With Labor Day here once again, I think of all that and I wonder:
What happened?
What went wrong?
And how did Donald Trump become the champion of gritty workers and on-the-line laborers? How did the Democrat Party of FDR, JFK and LBJ lose working people? And how did the GOP increasingly become the party of working people?
Even in this COVID-plagued world, you've got to admire President Trump's success on the jobs front. He built the most successful American economy ever and is now in the process of dramatically rebuilding it. Last month's job figures were stellar and are clearly pointing to V-shaped recovery. Prospects for great economic numbers in this year's third quarter are looking brighter than ever and that give us a ramp into a 2021 that will set even more records.
Barack Obama's record on the economy and jobs was dismal. Job growth was atrocious; more people dropped out of the labor force than ever before; the number of people on food stamps skyrocketed and GDP growth (such as it was) was embarrassing.
Also, more than 50 years after Dr. King's famous I Have A Dream speech the Black unemployment rate never really improved under Obama. The unemployment rate for African Americans soared to twice the national average and more than double the unemployment rate for whites.
But nobody on the left seemed to want to talk about these failures – not the liberal establishment, not the Democratic leadership and certainly not the labor movement.
Obama always argued that the economy was in a ditch, claiming “we’ve gotten it out of the ditch and want to put it in drive.” But the car never really seemed to be moving -- not the way it should be; not the way Reagan got it moving ion the 1980s; not even the way Clinton got it moving in the 1990s.

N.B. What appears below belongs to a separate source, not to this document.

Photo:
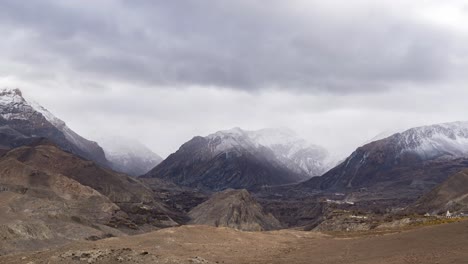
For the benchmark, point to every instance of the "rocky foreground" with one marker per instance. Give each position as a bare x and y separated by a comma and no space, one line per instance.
201,244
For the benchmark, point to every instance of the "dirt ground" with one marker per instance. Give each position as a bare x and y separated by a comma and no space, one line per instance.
441,244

Democrats and Big Labor wanted to talk about wedge issues such as the so-called "war on women" as they immersed themselves in the popular culture and the rotting realm of identity politics. To many, these issues were not only largely artificial but they were also relentlessly divisive.
And then there was the biggest debacle of all : Obamacare. Originally, Big Labor got a pass on that. But there was an inherent phoniness about it all and Obamacare caught up with us. Now, it's imploding.
Even Hillary Clinton got mired in identity politics, fake news and phony issues. She stumbled badly and deservedly suffered a stinging defeat.
But you can't ignore President Trump's pre-COVID record on jobs and the economy: record low unemployment; record high manufacturing figures; record low food stamp usage; the best jobless figures ever for young people, hispanics, blacks and near-record unemployment for women; consumer confidence at an all-time high; astounding GDP figures of 4.2%. The economy is booming, more people are working than ever before and inflation has been kept low. You can't ask for a better record than this but Democrats won't even acknowledge it.
There was a time when Democrats and labor leaders were close to the people. There was a time when they actually worked alongside the people that they represented. Those days seem long gone.
And all of this has been happening as union membership has steadily dwindled.
When the Savannah was built in Camden, labor unions represented a third of all workers. By 1983 the number had fallen to 20 percent. And by 2008 it was down to 12 percent and it has pretty much continued to drop since. What’s more, the average age of union members seems to be getting older. The largest unionized age group is workers aged 55 to 64.
So many working people have decided to #WalkAway not just from unions but from the Democrats as well. Can you blame them?
Oh, sure -- Joe Biden will surround himself with a bunch of fat cat labor bosses today, but the rank and file? No, they no longer fall into line and ask "How high?" when Big Labor says "Jump!" Not. Gonna. Happen.
Why can’t the Democrats see this? Where did the party of FDR and JFK and LBJ go astray?
What happened to one of the central promises of traditional liberalism – jobs?
These are questions worth pondering this Labor Day.